I am new to python and I am trying to conduct multiple PubMed searches and save the number of results in a CSV file. The code I have right now as-is will run, but it only does one set of search terms and I would like the code to instead run through a column of “Terms” provided in a CSV file, but I don’t know what location to place the for loop, and I don’t know how to…I guess set the variable for the loop to run. Here is what I have that runs:
import requests
import time
import pandas as pd
def get_pubmed_results_count(search_terms, delay=1):
base_url = "https://eutils.ncbi.nlm.nih.gov/entrez/eutils/esearch.fcgi"
results = {}
for term in search_terms:
# Define parameters for the API request
params = {
"db": "pubmed",
"term": term,
"retmode": "json"
}
try:
# Make the request to the PubMed API
response = requests.get(base_url, params=params)

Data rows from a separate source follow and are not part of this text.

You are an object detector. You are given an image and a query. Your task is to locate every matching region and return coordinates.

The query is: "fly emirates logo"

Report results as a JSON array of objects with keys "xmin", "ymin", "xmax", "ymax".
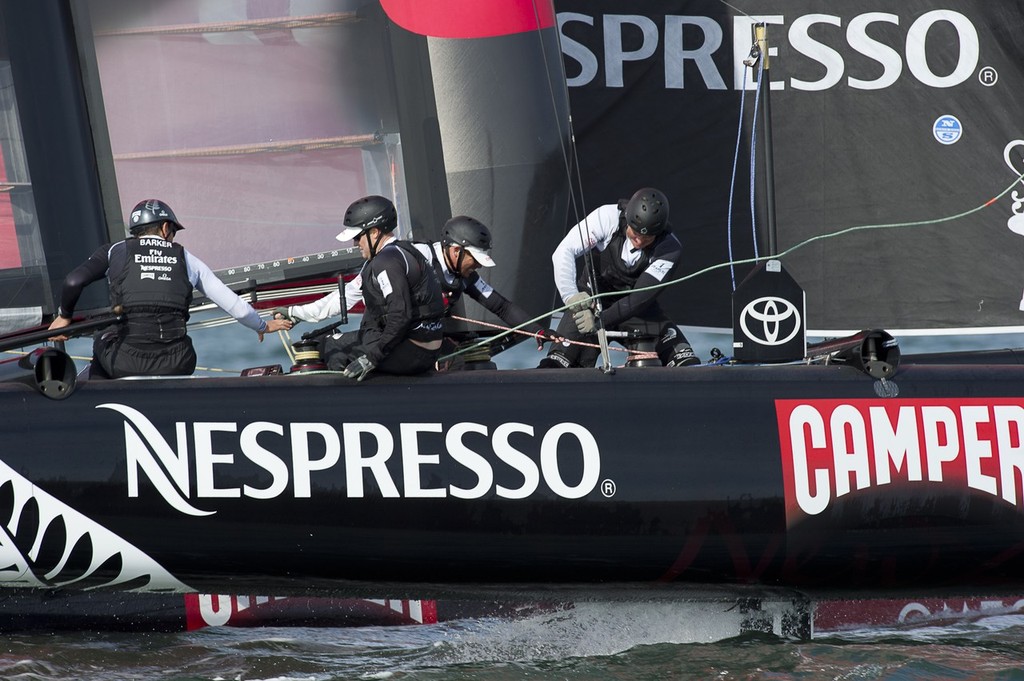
[
  {"xmin": 96, "ymin": 403, "xmax": 601, "ymax": 515},
  {"xmin": 775, "ymin": 398, "xmax": 1024, "ymax": 522}
]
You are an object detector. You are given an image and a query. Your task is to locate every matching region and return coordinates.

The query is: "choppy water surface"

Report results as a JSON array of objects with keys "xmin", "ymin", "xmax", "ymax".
[{"xmin": 6, "ymin": 603, "xmax": 1024, "ymax": 681}]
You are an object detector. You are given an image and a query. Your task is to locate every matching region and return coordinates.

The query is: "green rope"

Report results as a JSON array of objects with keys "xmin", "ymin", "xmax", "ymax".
[{"xmin": 438, "ymin": 173, "xmax": 1024, "ymax": 361}]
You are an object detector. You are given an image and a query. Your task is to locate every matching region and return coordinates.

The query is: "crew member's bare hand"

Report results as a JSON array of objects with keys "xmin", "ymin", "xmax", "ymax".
[
  {"xmin": 256, "ymin": 320, "xmax": 294, "ymax": 343},
  {"xmin": 49, "ymin": 316, "xmax": 71, "ymax": 341}
]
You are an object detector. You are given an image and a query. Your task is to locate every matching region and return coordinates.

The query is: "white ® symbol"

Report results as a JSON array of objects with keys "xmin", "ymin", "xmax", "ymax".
[{"xmin": 739, "ymin": 296, "xmax": 800, "ymax": 345}]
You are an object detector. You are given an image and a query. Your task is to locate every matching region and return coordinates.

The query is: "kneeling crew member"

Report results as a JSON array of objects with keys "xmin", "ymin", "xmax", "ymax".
[
  {"xmin": 49, "ymin": 199, "xmax": 292, "ymax": 378},
  {"xmin": 539, "ymin": 187, "xmax": 700, "ymax": 368}
]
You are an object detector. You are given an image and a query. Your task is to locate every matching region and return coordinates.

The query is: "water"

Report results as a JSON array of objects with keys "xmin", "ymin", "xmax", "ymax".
[
  {"xmin": 6, "ymin": 604, "xmax": 1024, "ymax": 681},
  {"xmin": 28, "ymin": 315, "xmax": 1024, "ymax": 681}
]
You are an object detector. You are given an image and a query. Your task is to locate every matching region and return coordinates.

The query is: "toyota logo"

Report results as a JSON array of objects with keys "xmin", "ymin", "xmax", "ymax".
[{"xmin": 739, "ymin": 296, "xmax": 800, "ymax": 345}]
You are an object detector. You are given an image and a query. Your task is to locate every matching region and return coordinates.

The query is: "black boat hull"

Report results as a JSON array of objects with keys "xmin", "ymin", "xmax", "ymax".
[{"xmin": 6, "ymin": 365, "xmax": 1024, "ymax": 598}]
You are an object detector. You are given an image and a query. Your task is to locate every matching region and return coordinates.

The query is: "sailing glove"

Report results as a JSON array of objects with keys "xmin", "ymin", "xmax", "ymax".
[
  {"xmin": 342, "ymin": 354, "xmax": 377, "ymax": 381},
  {"xmin": 270, "ymin": 307, "xmax": 299, "ymax": 326},
  {"xmin": 565, "ymin": 291, "xmax": 591, "ymax": 312},
  {"xmin": 572, "ymin": 308, "xmax": 597, "ymax": 336}
]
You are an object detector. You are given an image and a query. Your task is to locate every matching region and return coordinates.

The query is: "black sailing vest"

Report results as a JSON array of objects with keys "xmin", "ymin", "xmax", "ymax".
[
  {"xmin": 411, "ymin": 242, "xmax": 466, "ymax": 314},
  {"xmin": 581, "ymin": 228, "xmax": 657, "ymax": 292},
  {"xmin": 108, "ymin": 236, "xmax": 193, "ymax": 342},
  {"xmin": 362, "ymin": 241, "xmax": 444, "ymax": 331}
]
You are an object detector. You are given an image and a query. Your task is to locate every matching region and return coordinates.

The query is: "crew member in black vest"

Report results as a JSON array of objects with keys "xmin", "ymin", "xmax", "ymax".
[
  {"xmin": 274, "ymin": 215, "xmax": 555, "ymax": 370},
  {"xmin": 416, "ymin": 215, "xmax": 556, "ymax": 370},
  {"xmin": 540, "ymin": 187, "xmax": 700, "ymax": 368},
  {"xmin": 49, "ymin": 199, "xmax": 292, "ymax": 378},
  {"xmin": 315, "ymin": 196, "xmax": 444, "ymax": 381}
]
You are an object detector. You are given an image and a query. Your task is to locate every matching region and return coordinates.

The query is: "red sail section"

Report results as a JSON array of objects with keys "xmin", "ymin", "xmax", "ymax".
[
  {"xmin": 381, "ymin": 0, "xmax": 555, "ymax": 38},
  {"xmin": 0, "ymin": 147, "xmax": 22, "ymax": 269}
]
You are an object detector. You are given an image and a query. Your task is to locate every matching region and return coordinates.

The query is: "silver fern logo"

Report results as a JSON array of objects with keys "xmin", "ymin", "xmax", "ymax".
[{"xmin": 0, "ymin": 461, "xmax": 193, "ymax": 592}]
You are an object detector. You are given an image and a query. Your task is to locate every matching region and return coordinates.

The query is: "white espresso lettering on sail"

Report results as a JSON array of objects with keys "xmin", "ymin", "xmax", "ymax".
[
  {"xmin": 558, "ymin": 8, "xmax": 982, "ymax": 92},
  {"xmin": 97, "ymin": 402, "xmax": 601, "ymax": 515},
  {"xmin": 775, "ymin": 398, "xmax": 1024, "ymax": 523}
]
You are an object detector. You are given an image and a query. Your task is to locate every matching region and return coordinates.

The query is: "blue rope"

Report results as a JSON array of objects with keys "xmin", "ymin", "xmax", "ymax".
[
  {"xmin": 726, "ymin": 67, "xmax": 746, "ymax": 292},
  {"xmin": 751, "ymin": 54, "xmax": 771, "ymax": 261}
]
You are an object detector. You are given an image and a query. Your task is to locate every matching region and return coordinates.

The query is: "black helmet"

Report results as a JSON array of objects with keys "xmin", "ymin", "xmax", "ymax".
[
  {"xmin": 441, "ymin": 215, "xmax": 495, "ymax": 267},
  {"xmin": 128, "ymin": 199, "xmax": 184, "ymax": 235},
  {"xmin": 338, "ymin": 195, "xmax": 398, "ymax": 242},
  {"xmin": 626, "ymin": 186, "xmax": 671, "ymax": 237}
]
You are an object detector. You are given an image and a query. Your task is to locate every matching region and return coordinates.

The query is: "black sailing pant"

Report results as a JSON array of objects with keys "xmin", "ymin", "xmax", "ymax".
[
  {"xmin": 319, "ymin": 328, "xmax": 440, "ymax": 376},
  {"xmin": 89, "ymin": 329, "xmax": 196, "ymax": 378}
]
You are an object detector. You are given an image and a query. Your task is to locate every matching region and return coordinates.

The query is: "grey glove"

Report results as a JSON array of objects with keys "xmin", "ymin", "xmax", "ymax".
[
  {"xmin": 270, "ymin": 307, "xmax": 299, "ymax": 326},
  {"xmin": 565, "ymin": 291, "xmax": 597, "ymax": 336},
  {"xmin": 342, "ymin": 354, "xmax": 377, "ymax": 381},
  {"xmin": 572, "ymin": 307, "xmax": 597, "ymax": 336}
]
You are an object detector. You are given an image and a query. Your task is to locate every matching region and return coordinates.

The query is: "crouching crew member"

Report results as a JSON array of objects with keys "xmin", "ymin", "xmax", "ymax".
[
  {"xmin": 540, "ymin": 187, "xmax": 700, "ymax": 368},
  {"xmin": 275, "ymin": 213, "xmax": 553, "ymax": 368},
  {"xmin": 309, "ymin": 196, "xmax": 444, "ymax": 381},
  {"xmin": 49, "ymin": 199, "xmax": 292, "ymax": 378}
]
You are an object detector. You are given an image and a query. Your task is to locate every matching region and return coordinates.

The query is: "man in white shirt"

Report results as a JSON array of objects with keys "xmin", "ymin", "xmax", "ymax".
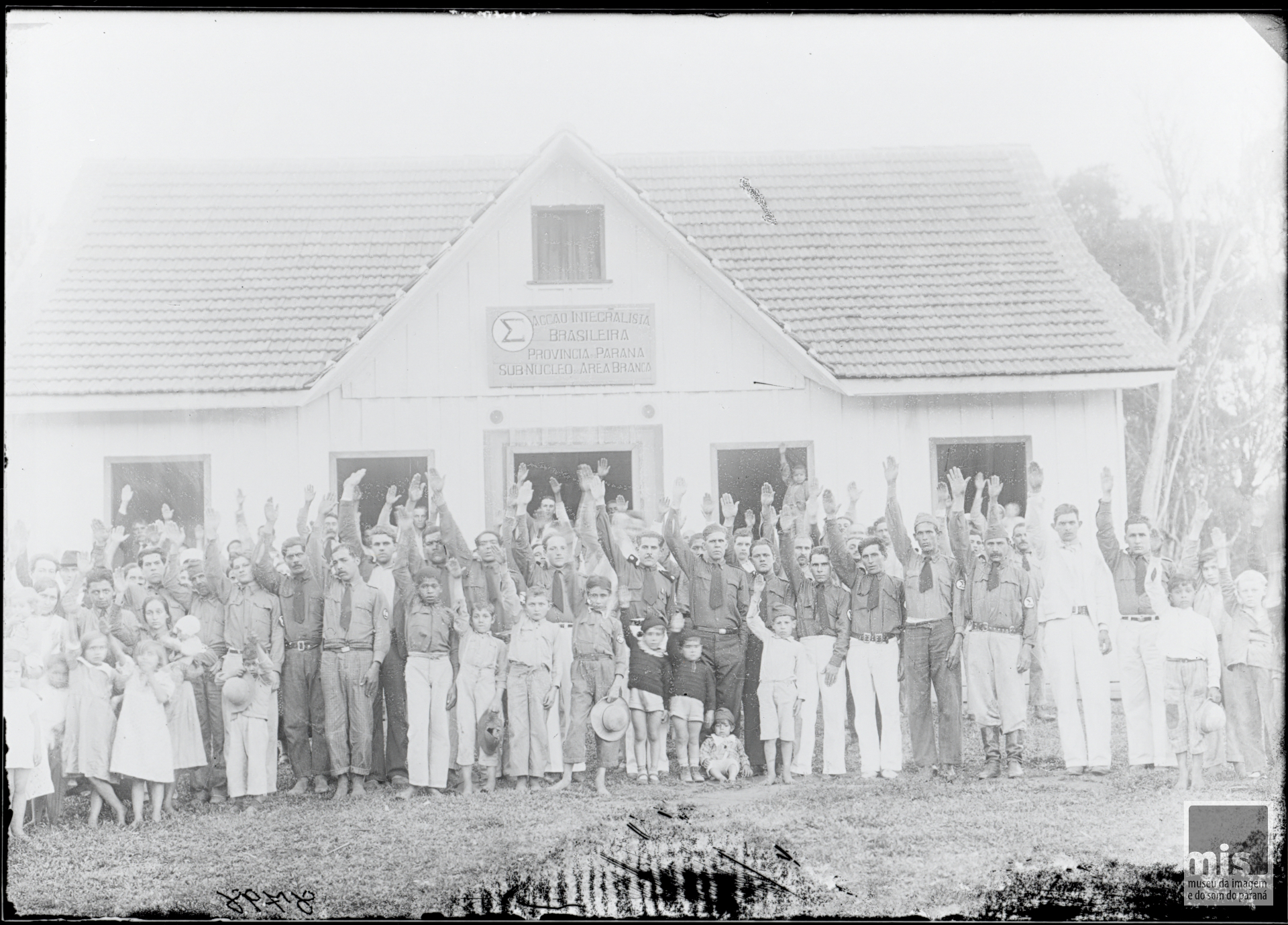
[{"xmin": 1029, "ymin": 498, "xmax": 1118, "ymax": 774}]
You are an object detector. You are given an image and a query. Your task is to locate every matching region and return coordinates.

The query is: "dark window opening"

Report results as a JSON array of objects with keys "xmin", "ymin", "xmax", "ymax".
[
  {"xmin": 510, "ymin": 448, "xmax": 635, "ymax": 522},
  {"xmin": 715, "ymin": 446, "xmax": 812, "ymax": 536},
  {"xmin": 335, "ymin": 456, "xmax": 430, "ymax": 532},
  {"xmin": 532, "ymin": 206, "xmax": 604, "ymax": 282},
  {"xmin": 111, "ymin": 460, "xmax": 207, "ymax": 564},
  {"xmin": 935, "ymin": 442, "xmax": 1029, "ymax": 515}
]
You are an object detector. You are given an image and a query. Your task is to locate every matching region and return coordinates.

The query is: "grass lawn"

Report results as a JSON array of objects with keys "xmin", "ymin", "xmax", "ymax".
[{"xmin": 7, "ymin": 702, "xmax": 1278, "ymax": 918}]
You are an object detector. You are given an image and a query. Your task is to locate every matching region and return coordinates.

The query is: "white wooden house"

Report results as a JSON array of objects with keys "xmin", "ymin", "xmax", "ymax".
[{"xmin": 5, "ymin": 131, "xmax": 1175, "ymax": 572}]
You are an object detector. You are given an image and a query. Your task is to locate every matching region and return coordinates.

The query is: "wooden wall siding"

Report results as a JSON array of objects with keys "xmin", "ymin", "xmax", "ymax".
[{"xmin": 341, "ymin": 152, "xmax": 804, "ymax": 398}]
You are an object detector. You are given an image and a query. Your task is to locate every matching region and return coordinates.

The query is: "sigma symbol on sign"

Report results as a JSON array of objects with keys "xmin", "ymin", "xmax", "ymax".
[{"xmin": 492, "ymin": 312, "xmax": 532, "ymax": 353}]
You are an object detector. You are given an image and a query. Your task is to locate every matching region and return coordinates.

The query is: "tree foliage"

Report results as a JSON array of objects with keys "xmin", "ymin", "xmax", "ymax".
[{"xmin": 1059, "ymin": 165, "xmax": 1285, "ymax": 553}]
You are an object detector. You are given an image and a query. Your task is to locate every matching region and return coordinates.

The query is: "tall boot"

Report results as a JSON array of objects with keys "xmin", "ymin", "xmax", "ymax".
[
  {"xmin": 1006, "ymin": 729, "xmax": 1024, "ymax": 777},
  {"xmin": 977, "ymin": 725, "xmax": 1002, "ymax": 781}
]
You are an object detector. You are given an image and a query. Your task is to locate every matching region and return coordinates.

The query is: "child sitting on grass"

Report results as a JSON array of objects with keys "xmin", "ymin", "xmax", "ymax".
[
  {"xmin": 666, "ymin": 626, "xmax": 716, "ymax": 783},
  {"xmin": 747, "ymin": 575, "xmax": 813, "ymax": 785},
  {"xmin": 63, "ymin": 631, "xmax": 129, "ymax": 828},
  {"xmin": 4, "ymin": 649, "xmax": 44, "ymax": 841},
  {"xmin": 1145, "ymin": 564, "xmax": 1221, "ymax": 790},
  {"xmin": 700, "ymin": 707, "xmax": 751, "ymax": 781},
  {"xmin": 111, "ymin": 641, "xmax": 174, "ymax": 826}
]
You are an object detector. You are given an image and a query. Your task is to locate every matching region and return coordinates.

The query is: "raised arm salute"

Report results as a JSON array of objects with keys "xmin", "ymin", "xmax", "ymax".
[
  {"xmin": 322, "ymin": 469, "xmax": 389, "ymax": 799},
  {"xmin": 1096, "ymin": 466, "xmax": 1176, "ymax": 771},
  {"xmin": 252, "ymin": 498, "xmax": 331, "ymax": 795},
  {"xmin": 882, "ymin": 456, "xmax": 966, "ymax": 781},
  {"xmin": 663, "ymin": 478, "xmax": 751, "ymax": 732}
]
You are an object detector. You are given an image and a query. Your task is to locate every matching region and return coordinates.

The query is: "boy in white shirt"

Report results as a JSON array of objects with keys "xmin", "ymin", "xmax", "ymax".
[
  {"xmin": 1145, "ymin": 563, "xmax": 1221, "ymax": 790},
  {"xmin": 747, "ymin": 575, "xmax": 814, "ymax": 785}
]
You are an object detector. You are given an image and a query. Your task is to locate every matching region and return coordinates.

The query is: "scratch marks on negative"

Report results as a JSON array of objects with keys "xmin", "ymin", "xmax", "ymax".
[{"xmin": 738, "ymin": 176, "xmax": 778, "ymax": 225}]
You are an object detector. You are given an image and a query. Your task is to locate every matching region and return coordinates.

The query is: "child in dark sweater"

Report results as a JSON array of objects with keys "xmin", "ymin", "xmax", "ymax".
[
  {"xmin": 666, "ymin": 631, "xmax": 716, "ymax": 783},
  {"xmin": 622, "ymin": 610, "xmax": 671, "ymax": 783}
]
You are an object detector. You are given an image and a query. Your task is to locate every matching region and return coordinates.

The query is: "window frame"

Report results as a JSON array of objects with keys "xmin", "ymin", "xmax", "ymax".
[
  {"xmin": 103, "ymin": 453, "xmax": 210, "ymax": 525},
  {"xmin": 930, "ymin": 434, "xmax": 1033, "ymax": 512},
  {"xmin": 528, "ymin": 203, "xmax": 612, "ymax": 286}
]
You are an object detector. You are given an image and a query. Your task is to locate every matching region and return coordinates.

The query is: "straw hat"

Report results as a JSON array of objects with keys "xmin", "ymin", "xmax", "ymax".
[
  {"xmin": 1199, "ymin": 700, "xmax": 1225, "ymax": 734},
  {"xmin": 224, "ymin": 675, "xmax": 255, "ymax": 711},
  {"xmin": 474, "ymin": 710, "xmax": 505, "ymax": 755},
  {"xmin": 590, "ymin": 697, "xmax": 631, "ymax": 742}
]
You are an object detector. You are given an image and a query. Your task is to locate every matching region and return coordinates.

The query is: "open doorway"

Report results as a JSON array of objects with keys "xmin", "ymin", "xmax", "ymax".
[
  {"xmin": 510, "ymin": 447, "xmax": 635, "ymax": 519},
  {"xmin": 331, "ymin": 453, "xmax": 434, "ymax": 531}
]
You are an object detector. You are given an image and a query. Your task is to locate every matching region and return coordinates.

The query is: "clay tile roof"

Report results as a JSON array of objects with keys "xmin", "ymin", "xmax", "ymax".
[{"xmin": 5, "ymin": 147, "xmax": 1175, "ymax": 396}]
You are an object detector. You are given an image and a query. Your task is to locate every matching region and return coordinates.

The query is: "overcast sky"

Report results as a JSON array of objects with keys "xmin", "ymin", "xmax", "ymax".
[{"xmin": 7, "ymin": 11, "xmax": 1285, "ymax": 250}]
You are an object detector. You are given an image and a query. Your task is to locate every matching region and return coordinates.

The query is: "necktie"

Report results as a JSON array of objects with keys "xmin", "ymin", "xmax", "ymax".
[
  {"xmin": 917, "ymin": 559, "xmax": 935, "ymax": 594},
  {"xmin": 483, "ymin": 568, "xmax": 501, "ymax": 613},
  {"xmin": 550, "ymin": 568, "xmax": 564, "ymax": 613},
  {"xmin": 640, "ymin": 568, "xmax": 657, "ymax": 607}
]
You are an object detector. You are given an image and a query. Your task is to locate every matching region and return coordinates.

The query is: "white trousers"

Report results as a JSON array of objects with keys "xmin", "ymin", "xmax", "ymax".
[
  {"xmin": 546, "ymin": 626, "xmax": 586, "ymax": 774},
  {"xmin": 845, "ymin": 639, "xmax": 903, "ymax": 777},
  {"xmin": 458, "ymin": 665, "xmax": 500, "ymax": 768},
  {"xmin": 1042, "ymin": 614, "xmax": 1110, "ymax": 768},
  {"xmin": 788, "ymin": 637, "xmax": 850, "ymax": 774},
  {"xmin": 965, "ymin": 630, "xmax": 1029, "ymax": 734},
  {"xmin": 220, "ymin": 690, "xmax": 282, "ymax": 796},
  {"xmin": 406, "ymin": 653, "xmax": 452, "ymax": 788},
  {"xmin": 1117, "ymin": 617, "xmax": 1176, "ymax": 768}
]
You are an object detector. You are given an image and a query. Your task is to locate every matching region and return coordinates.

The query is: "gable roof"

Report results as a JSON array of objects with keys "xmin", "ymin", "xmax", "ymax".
[{"xmin": 5, "ymin": 137, "xmax": 1175, "ymax": 396}]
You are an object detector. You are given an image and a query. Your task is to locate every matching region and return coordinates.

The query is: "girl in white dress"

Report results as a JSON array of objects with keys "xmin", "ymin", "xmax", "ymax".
[
  {"xmin": 112, "ymin": 639, "xmax": 174, "ymax": 826},
  {"xmin": 4, "ymin": 651, "xmax": 44, "ymax": 840}
]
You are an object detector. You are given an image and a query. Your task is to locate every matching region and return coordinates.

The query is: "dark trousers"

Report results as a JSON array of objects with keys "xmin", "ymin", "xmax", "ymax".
[
  {"xmin": 742, "ymin": 637, "xmax": 765, "ymax": 768},
  {"xmin": 371, "ymin": 643, "xmax": 407, "ymax": 781},
  {"xmin": 192, "ymin": 670, "xmax": 228, "ymax": 790},
  {"xmin": 903, "ymin": 620, "xmax": 962, "ymax": 768},
  {"xmin": 282, "ymin": 645, "xmax": 331, "ymax": 779},
  {"xmin": 698, "ymin": 630, "xmax": 759, "ymax": 739}
]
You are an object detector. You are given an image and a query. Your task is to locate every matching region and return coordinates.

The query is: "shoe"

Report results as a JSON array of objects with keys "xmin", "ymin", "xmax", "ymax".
[
  {"xmin": 975, "ymin": 725, "xmax": 1002, "ymax": 781},
  {"xmin": 1006, "ymin": 729, "xmax": 1024, "ymax": 777}
]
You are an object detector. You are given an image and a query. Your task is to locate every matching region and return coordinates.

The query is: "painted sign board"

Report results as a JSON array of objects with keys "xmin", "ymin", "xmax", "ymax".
[{"xmin": 487, "ymin": 305, "xmax": 657, "ymax": 386}]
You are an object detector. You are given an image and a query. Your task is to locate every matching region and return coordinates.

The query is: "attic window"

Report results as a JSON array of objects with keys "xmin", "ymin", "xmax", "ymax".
[{"xmin": 532, "ymin": 206, "xmax": 604, "ymax": 282}]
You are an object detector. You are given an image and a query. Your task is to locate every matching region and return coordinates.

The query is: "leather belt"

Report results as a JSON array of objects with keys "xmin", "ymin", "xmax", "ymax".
[{"xmin": 971, "ymin": 621, "xmax": 1024, "ymax": 637}]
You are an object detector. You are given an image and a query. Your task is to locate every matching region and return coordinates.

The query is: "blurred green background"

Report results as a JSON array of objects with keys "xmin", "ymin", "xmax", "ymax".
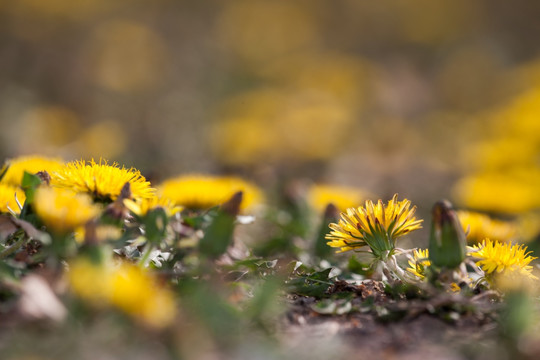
[{"xmin": 0, "ymin": 0, "xmax": 540, "ymax": 214}]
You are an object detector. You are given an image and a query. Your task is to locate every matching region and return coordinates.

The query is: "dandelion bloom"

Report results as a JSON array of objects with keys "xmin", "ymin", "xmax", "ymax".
[
  {"xmin": 308, "ymin": 184, "xmax": 368, "ymax": 211},
  {"xmin": 0, "ymin": 156, "xmax": 64, "ymax": 186},
  {"xmin": 469, "ymin": 239, "xmax": 536, "ymax": 279},
  {"xmin": 457, "ymin": 210, "xmax": 517, "ymax": 243},
  {"xmin": 326, "ymin": 194, "xmax": 422, "ymax": 257},
  {"xmin": 51, "ymin": 159, "xmax": 155, "ymax": 201},
  {"xmin": 159, "ymin": 175, "xmax": 264, "ymax": 209},
  {"xmin": 123, "ymin": 196, "xmax": 183, "ymax": 216},
  {"xmin": 0, "ymin": 183, "xmax": 26, "ymax": 214},
  {"xmin": 34, "ymin": 186, "xmax": 100, "ymax": 233},
  {"xmin": 407, "ymin": 249, "xmax": 431, "ymax": 279},
  {"xmin": 75, "ymin": 225, "xmax": 122, "ymax": 244},
  {"xmin": 68, "ymin": 260, "xmax": 176, "ymax": 328}
]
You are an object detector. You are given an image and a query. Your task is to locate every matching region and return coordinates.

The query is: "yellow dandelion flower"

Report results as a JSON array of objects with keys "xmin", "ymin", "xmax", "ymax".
[
  {"xmin": 159, "ymin": 175, "xmax": 264, "ymax": 210},
  {"xmin": 124, "ymin": 196, "xmax": 183, "ymax": 217},
  {"xmin": 34, "ymin": 186, "xmax": 100, "ymax": 233},
  {"xmin": 326, "ymin": 194, "xmax": 422, "ymax": 258},
  {"xmin": 51, "ymin": 159, "xmax": 155, "ymax": 201},
  {"xmin": 75, "ymin": 225, "xmax": 122, "ymax": 244},
  {"xmin": 0, "ymin": 183, "xmax": 26, "ymax": 214},
  {"xmin": 0, "ymin": 155, "xmax": 64, "ymax": 186},
  {"xmin": 68, "ymin": 260, "xmax": 176, "ymax": 328},
  {"xmin": 407, "ymin": 249, "xmax": 431, "ymax": 279},
  {"xmin": 308, "ymin": 185, "xmax": 369, "ymax": 212},
  {"xmin": 457, "ymin": 210, "xmax": 518, "ymax": 243},
  {"xmin": 469, "ymin": 239, "xmax": 536, "ymax": 280}
]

response.raise_for_status()
# Parse the response
data = response.json()
count = data['esearchresult']['count']
results[term] = count
except requests.exceptions.RequestException as e:
print(f"Error retrieving data for term '{term}': {e}")
results[term] = None
# Respectful delay between requests
time.sleep(delay)
return results
# Example usage
df_searchterms = pd.read_csv('search1.csv')
print(df_searchterms)
if __name__ == "__main__":
#for index, row in df_searchterms.iterrows():
#search_terms = (row['Term'])
search_terms = ["APOE AND Alzheimer's"]
result_counts = get_pubmed_results_count(search_terms)
for term, count in result_counts.items():
df_results = pd.DataFrame(result_counts.items(), columns=['term', 'count'])
print (df_results)
df_results.to_csv('TestRestults1.csv', index=False)
And here is what my search terms data frame looks like:
Term
0 APOE AND Alzheimer's
1 PSEN1 AND Alzheimer's
2 PSEN2 AND Alzheimer's
3 APP AND Alzheimer's
4 CLU AND Alzheimer's
So my question is, can someone help me figure out where to put the for loop and how to replace the line:
search_terms = ["APOE AND Alzheimer's"]
with the appropriate line that will instead run through the CSV file? Of note, if I comment out the current search_terms line and correctly tab the replacement line (currently commented out), then I get a “Key Error” for ‘count’. Please help, thank you in advance!